How far has online journalism come?

To what degree, in other words, are news sites delivering on the promise of the Internet - providing news with interactivity and multimedia capability, updating with new information, and delivering a different kind of journalism? Or is Internet journalism, at least at the mainstream news sites that get most of the traffic, a dumping ground for yesterday's copy and a place dominated by third-party wire copy?

To find answers, the Project conducted a content analysis of nine news Web sites, including the three most popular as measured by ratings.

Among the highlights:

  • The extent to which sites are taking advantage of the Web varies dramatically, even among the most popular sites.
  • Even at the best sites, the notion of a new form of journalism that takes advantage of the vast technology is not really accurate.
  • Nonetheless, sites are exploiting the ability to continuously update more than they did a year earlier.
  • Lead stories on the sites studied are better sourced and of broader scope than any other media studied, except for newspaper front-pages.

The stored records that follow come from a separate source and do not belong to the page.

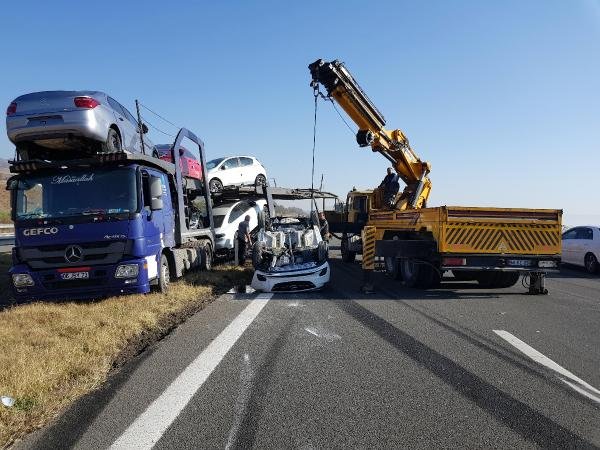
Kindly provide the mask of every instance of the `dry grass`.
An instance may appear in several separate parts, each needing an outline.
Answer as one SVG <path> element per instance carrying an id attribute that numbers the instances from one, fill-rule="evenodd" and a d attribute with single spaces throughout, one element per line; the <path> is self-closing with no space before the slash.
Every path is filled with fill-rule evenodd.
<path id="1" fill-rule="evenodd" d="M 12 408 L 0 404 L 0 447 L 100 386 L 123 355 L 139 352 L 185 315 L 249 279 L 249 271 L 223 266 L 188 274 L 167 295 L 37 302 L 1 311 L 0 395 L 16 403 Z"/>

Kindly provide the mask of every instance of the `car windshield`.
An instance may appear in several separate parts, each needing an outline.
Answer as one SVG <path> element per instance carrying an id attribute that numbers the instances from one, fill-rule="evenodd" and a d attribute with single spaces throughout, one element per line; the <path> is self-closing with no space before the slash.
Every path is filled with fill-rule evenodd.
<path id="1" fill-rule="evenodd" d="M 136 174 L 118 168 L 23 177 L 16 198 L 17 220 L 130 213 L 138 204 Z"/>
<path id="2" fill-rule="evenodd" d="M 206 168 L 209 169 L 209 170 L 210 169 L 214 169 L 219 164 L 221 164 L 223 162 L 223 160 L 225 160 L 225 158 L 213 159 L 212 161 L 209 161 L 209 162 L 206 163 Z"/>

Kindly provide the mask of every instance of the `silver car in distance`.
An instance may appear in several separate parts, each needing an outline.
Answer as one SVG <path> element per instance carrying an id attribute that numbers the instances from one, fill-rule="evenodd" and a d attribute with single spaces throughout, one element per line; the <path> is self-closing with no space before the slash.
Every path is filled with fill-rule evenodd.
<path id="1" fill-rule="evenodd" d="M 77 156 L 74 153 L 141 152 L 140 128 L 135 117 L 99 91 L 21 95 L 6 110 L 6 131 L 23 159 Z M 142 132 L 147 131 L 146 125 L 142 125 Z M 146 138 L 144 144 L 147 153 L 151 153 L 153 144 Z"/>

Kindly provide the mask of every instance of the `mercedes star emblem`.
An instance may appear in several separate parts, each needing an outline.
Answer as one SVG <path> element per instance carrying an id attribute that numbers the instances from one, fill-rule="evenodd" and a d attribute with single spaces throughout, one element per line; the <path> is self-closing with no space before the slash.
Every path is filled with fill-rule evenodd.
<path id="1" fill-rule="evenodd" d="M 83 258 L 83 249 L 79 245 L 69 245 L 65 250 L 65 260 L 76 263 Z"/>

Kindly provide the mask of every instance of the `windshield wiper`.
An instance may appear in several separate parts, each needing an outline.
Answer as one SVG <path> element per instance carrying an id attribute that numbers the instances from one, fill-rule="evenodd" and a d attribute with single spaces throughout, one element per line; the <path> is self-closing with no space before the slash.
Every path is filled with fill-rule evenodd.
<path id="1" fill-rule="evenodd" d="M 81 211 L 81 214 L 83 214 L 85 216 L 90 216 L 93 214 L 106 214 L 106 210 L 102 209 L 102 208 L 89 208 L 89 209 L 86 209 L 85 211 Z"/>
<path id="2" fill-rule="evenodd" d="M 46 215 L 43 213 L 27 213 L 27 214 L 19 214 L 17 219 L 41 219 Z"/>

The Project looked at a range of Web sites throughout each day of our study, rather than just once a day. We looked at nine news sites - two from cable television (CNN and Fox), two associated with broadcast television networks (ABCNews.com and MSNBC.com, which is affiliated with both MSNBC cable news and NBC), two Internet-only sites (Yahoo and AOL) and two newspaper sites (Washingtonpost.com for a large- circulation market and www.pantagraph.com of the Bloomington, Illinois, Pantagraph for a small-market newspaper). Finally, we analyzed www.cbs11tv.com, the Website of Dallas CBS 11, a local television Web site.

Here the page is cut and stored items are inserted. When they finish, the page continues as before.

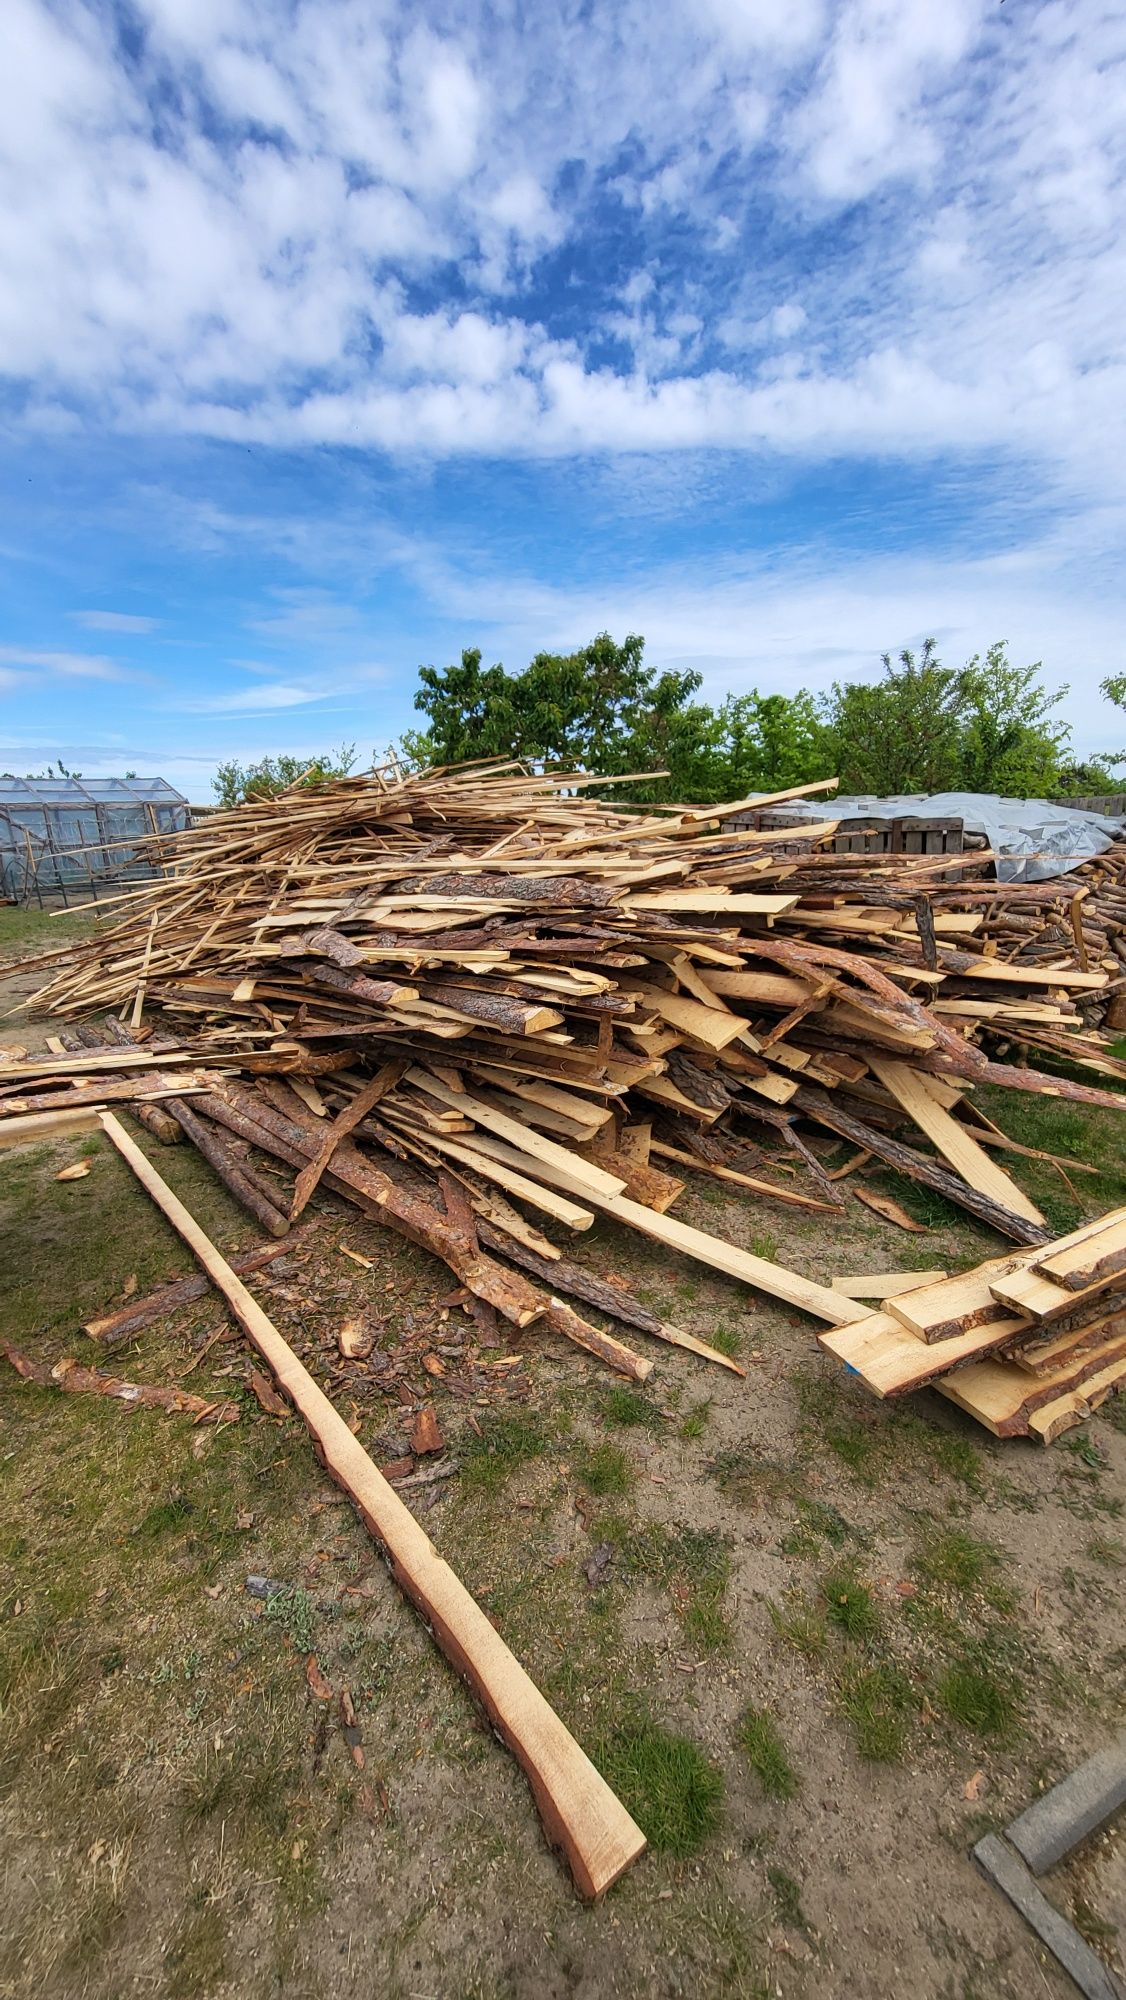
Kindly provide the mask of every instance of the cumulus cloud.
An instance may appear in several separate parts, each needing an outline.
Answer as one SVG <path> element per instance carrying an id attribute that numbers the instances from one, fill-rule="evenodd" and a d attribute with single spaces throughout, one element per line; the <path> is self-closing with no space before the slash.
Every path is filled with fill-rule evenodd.
<path id="1" fill-rule="evenodd" d="M 138 0 L 136 24 L 6 9 L 16 423 L 1008 453 L 1121 490 L 1105 0 Z"/>

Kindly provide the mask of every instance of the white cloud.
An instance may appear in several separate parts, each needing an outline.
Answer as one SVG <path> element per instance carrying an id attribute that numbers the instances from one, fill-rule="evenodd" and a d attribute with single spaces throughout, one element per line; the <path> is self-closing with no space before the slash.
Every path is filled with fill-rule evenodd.
<path id="1" fill-rule="evenodd" d="M 14 667 L 34 667 L 43 674 L 61 674 L 68 680 L 117 681 L 125 670 L 103 653 L 46 652 L 31 646 L 0 646 L 0 660 Z"/>
<path id="2" fill-rule="evenodd" d="M 185 696 L 173 706 L 191 715 L 263 715 L 272 709 L 304 708 L 325 701 L 331 690 L 295 681 L 255 681 L 219 694 Z"/>
<path id="3" fill-rule="evenodd" d="M 159 618 L 142 618 L 131 611 L 72 611 L 76 625 L 87 632 L 155 632 Z"/>
<path id="4" fill-rule="evenodd" d="M 25 425 L 986 453 L 1123 490 L 1105 0 L 140 18 L 126 61 L 95 0 L 6 10 L 0 376 Z"/>

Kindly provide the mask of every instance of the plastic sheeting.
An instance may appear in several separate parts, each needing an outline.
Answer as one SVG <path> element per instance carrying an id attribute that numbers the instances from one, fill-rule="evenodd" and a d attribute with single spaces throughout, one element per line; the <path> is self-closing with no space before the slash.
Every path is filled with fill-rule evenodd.
<path id="1" fill-rule="evenodd" d="M 1126 832 L 1126 820 L 1079 812 L 1049 799 L 1003 799 L 993 792 L 903 793 L 898 798 L 795 799 L 787 815 L 803 819 L 960 819 L 983 833 L 999 882 L 1047 882 L 1104 854 Z"/>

Altogether, 1,903 news articles were sampled for twenty weekdays scattered between January and October. We rotated four different download times: 9 a.m., 1 p.m., 5 p.m. and 9 p.m., sampling one for each day. For five of the twenty days, we downloaded articles on each site for all four time periods. The study examined all articles on the front page tied to a graphic image, plus the next top three articles. It also noted the multimedia links within each article, specifically photo galleries, video, and graphics.